By Wisconsin School of Business

December 11, 2015

New research from Wisconsin School of Business finds gifts and objects can influence the way we perceive ourselves in surprising ways

Seeing an ad for a new, thin, ultra-sleek laptop computer may cause some consumers to feel fat or less attractive. But getting it as a gift may make those same consumers feel a connection with the object they now own, making them feel thinner and more attractive.

A new study from the University of Wisconsin-Madison’s Wisconsin School of Business finds that the material goods around us might also affect how we look at ourselves. Liad Weiss, assistant professor of marketing at the Wisconsin School of Business, together with Gita Venkataramani Johar of Columbia Business School, looked at whether consumers would evaluate their own traits and abilities differently when interacting with different objects, and whether owning the object matters.

“We know that people often evaluate themselves in comparison to others, and our research found that the objects surrounding us—gifts we receive, items we see in ads or purchase for ourselves—may also affect how we see ourselves,” says Weiss at the Wisconsin School of Business. “Our findings suggest that when people acquire an object, they allow its traits to influence the way they see themselves and even how they behave in a meaningful way. It opens up the very real possibility that in giving gifts, we have an opportunity to gently guide people to be more honest, creative, or generous.”

In one of several experiments, a group of people were given the chance to try one of two different 16-ounce coffee mugs; one was tall and thin, the other short and thick. Half of the group received the mug they tried as a gift, creating a sense of ownership. The other half were told they would receive a different mug as a gift, creating a lack of ownership. Participants then completed questionnaires that evaluated how tall they felt and their overall physical self-esteem.

Weiss said gifting the mug to participants led them to assess themselves as having similar traits, with those receiving the taller mug being led to feel taller and those receiving the shorter mugs feeling shorter. The exact opposite pattern was observed for those who did not own the mug, with those trying the shorter mug they did not receive as a gift feeling taller and those trying the taller mug feeling shorter. And feeling shorter or taller, in turn, predicted lower or higher physical self-esteem, suggesting that study participants truly felt less or more positive about their physical appearance depending on which mug they tried and whether they owned it.
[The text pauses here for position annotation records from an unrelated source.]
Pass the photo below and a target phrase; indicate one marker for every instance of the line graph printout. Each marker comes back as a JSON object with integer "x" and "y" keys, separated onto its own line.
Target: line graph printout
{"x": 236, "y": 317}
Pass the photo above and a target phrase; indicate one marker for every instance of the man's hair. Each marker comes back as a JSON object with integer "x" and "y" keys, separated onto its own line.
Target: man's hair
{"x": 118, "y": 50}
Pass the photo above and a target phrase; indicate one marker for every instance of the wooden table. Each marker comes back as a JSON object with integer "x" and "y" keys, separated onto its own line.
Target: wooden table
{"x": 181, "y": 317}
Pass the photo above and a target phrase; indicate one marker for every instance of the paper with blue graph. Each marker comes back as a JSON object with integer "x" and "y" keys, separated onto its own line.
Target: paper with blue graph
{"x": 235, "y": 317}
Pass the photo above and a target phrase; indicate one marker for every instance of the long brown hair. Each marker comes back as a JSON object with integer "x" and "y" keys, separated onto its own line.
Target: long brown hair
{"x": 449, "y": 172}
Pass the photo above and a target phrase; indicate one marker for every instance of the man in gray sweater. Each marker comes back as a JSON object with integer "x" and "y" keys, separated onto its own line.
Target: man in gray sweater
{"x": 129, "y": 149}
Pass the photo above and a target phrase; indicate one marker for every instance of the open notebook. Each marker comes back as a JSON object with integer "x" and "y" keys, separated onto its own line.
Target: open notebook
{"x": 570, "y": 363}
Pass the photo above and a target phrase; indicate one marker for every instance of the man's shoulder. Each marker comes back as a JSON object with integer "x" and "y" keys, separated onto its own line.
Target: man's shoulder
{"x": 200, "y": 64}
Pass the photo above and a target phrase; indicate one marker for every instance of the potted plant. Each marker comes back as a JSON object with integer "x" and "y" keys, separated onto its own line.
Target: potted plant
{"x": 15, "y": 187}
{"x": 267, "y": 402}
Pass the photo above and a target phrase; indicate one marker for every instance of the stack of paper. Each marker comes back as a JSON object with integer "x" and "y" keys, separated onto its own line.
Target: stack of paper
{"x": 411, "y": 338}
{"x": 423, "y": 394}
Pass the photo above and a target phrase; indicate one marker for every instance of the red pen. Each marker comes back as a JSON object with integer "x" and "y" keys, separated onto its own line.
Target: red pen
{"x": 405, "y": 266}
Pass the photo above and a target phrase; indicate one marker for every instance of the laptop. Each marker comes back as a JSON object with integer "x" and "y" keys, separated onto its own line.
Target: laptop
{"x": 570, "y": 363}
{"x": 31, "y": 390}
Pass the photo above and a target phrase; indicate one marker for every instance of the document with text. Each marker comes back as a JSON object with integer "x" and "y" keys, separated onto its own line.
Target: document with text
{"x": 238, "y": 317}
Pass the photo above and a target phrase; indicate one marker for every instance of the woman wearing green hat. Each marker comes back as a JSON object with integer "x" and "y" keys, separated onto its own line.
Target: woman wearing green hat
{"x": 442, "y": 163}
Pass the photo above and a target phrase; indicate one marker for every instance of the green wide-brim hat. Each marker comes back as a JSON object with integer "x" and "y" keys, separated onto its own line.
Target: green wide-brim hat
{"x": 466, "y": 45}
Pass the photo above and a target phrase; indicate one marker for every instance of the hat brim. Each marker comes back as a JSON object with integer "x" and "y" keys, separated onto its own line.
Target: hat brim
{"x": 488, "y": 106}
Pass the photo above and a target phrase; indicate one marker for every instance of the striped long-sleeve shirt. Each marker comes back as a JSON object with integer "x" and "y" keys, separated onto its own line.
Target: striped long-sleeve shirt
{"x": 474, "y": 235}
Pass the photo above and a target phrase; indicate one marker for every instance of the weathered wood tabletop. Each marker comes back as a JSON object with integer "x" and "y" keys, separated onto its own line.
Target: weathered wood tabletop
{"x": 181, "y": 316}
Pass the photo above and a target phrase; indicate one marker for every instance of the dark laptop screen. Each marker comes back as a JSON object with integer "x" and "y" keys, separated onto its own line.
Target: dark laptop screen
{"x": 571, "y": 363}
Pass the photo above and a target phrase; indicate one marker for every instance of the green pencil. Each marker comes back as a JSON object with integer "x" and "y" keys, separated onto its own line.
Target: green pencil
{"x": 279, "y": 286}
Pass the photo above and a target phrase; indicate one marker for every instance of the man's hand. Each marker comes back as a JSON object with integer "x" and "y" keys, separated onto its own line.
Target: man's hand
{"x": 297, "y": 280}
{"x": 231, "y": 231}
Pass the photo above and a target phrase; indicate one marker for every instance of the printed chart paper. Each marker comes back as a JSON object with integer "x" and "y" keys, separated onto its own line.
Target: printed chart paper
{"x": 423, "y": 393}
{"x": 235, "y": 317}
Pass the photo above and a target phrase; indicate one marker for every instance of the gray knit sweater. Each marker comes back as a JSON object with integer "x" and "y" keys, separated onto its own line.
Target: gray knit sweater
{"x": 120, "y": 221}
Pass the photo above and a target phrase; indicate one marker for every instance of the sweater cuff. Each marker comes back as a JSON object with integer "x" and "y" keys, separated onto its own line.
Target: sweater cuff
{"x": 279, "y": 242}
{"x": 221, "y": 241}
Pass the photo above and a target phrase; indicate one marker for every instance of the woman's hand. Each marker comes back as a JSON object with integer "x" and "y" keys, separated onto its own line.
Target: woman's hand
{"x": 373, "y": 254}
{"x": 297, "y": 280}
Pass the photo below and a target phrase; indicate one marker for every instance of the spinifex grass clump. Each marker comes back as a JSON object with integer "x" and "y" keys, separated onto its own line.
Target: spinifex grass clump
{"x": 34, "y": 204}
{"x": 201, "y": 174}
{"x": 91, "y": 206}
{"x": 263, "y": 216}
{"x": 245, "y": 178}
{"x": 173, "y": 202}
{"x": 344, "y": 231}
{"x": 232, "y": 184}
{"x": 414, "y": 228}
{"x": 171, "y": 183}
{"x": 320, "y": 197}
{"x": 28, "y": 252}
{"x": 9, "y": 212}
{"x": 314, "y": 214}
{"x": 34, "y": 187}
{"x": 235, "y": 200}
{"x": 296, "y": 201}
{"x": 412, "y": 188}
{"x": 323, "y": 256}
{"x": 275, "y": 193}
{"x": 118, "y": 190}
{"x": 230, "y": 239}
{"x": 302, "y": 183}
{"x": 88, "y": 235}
A second experiment used headphones, manipulating the brand personality rather than the physical traits of the devices. Half the participants received headphones that were positioned as true and sincere, reproducing sound exactly as it was heard in the recording studio. The others received headphones that were said to artificially enhance the quality of the sound, positioning the objects as somewhat deceptive and insincere. All participants used the same headphones, with half owning them and the other half not owning them, as in the cup study. They were then asked to take a supposedly unrelated study, which gave them an opportunity and motivation to behave insincerely, allowing them to self-report on how well they did in a trivia game that rewarded good performance.

Those who received the headphones as a gift behaved in a manner consistent with the traits of the headphones, with those receiving the enhancing or “insincere” headphones cheating more in the trivia game. The opposite pattern was found among those who did not own those same headphones—they behaved more sincerely and were less likely to cheat.

“There are some very interesting implications here for the holiday gift-giving season,” says Weiss. “First, you can see that picky people may be doing themselves a service by screening the gifts they accept and blocking out undesired traits of products from creeping into their self-image and behavior. At the same time, it suggests a new category of ‘transformative gifts’ that can encourage good behavior and make the recipients feel better about themselves.”

Weiss’s research paper, “Products as Self-Evaluation Standards” will appear in the Journal of Consumer Research.